Professor Rachel López has received a 2016-17 Fulbright Scholarship that will enable her to study transitional justice mechanisms in the wake of the genocide of indigenous Mayans in Guatemala.
López is among just a handful of scholars to receive the Fulbright Scholarship Program’s Global Flex Award, which will support her research and scholarly collaborations with colleagues in Guatemala and Spain.
Through the scholarship, López will study the potential for fruitful interplay between amnesty/truth commissions and criminal prosecutions, which are often viewed as mutually exclusive strategies for obtaining justice in the aftermath of mass atrocities.
López will work with scholars at the University of San Carlos in Guatemala, where survivors of a 1982 massacre awaited justice for decades and the former dictator who ordered the killings had become demented and was eventually declared unfit to be sentenced for genocide. López will also collaborate with colleagues at the Autonomous University in Madrid, where the Spanish judiciary had agreed under the principle of universal jurisdiction to hear a case against the Guatemalan generals.

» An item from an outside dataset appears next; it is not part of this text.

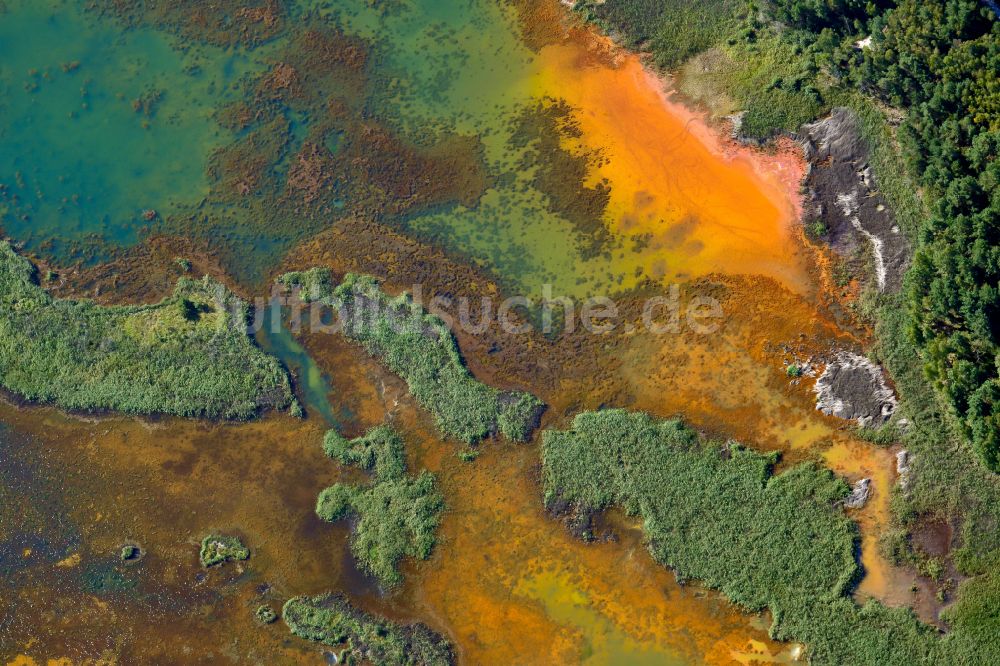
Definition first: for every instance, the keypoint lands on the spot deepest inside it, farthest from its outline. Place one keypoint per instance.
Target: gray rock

Through the six month scholarship that begins in June, López hopes to identify best practices that truth commissions can implement to ensure that the evidence they gather and the findings they make will be useful to human rights attorneys who seek to bring trials.
López, director of the Community Lawyering Clinic, has focused her scholarship on methods of accountability for human rights violations and reforms to transitional justice mechanisms. Her publications include “The Judicial Expansion of American Exceptionalism,” in the Duke Forum for Law & Social Change, and “The (Re)collection of Memory after Mass Murder and the Dilemma for Transitional Justice,” forthcoming in the New York University Journal of International Law and Politics.
The Fulbright Scholarship, administered through the U.S. Department of State, is the flagship international educational exchange program sponsored by the federal government with the aim of developing global understanding. Many Fulbright scholars have gone on to hold prestigious posts as judges, heads of state, ambassadors and cabinet officials.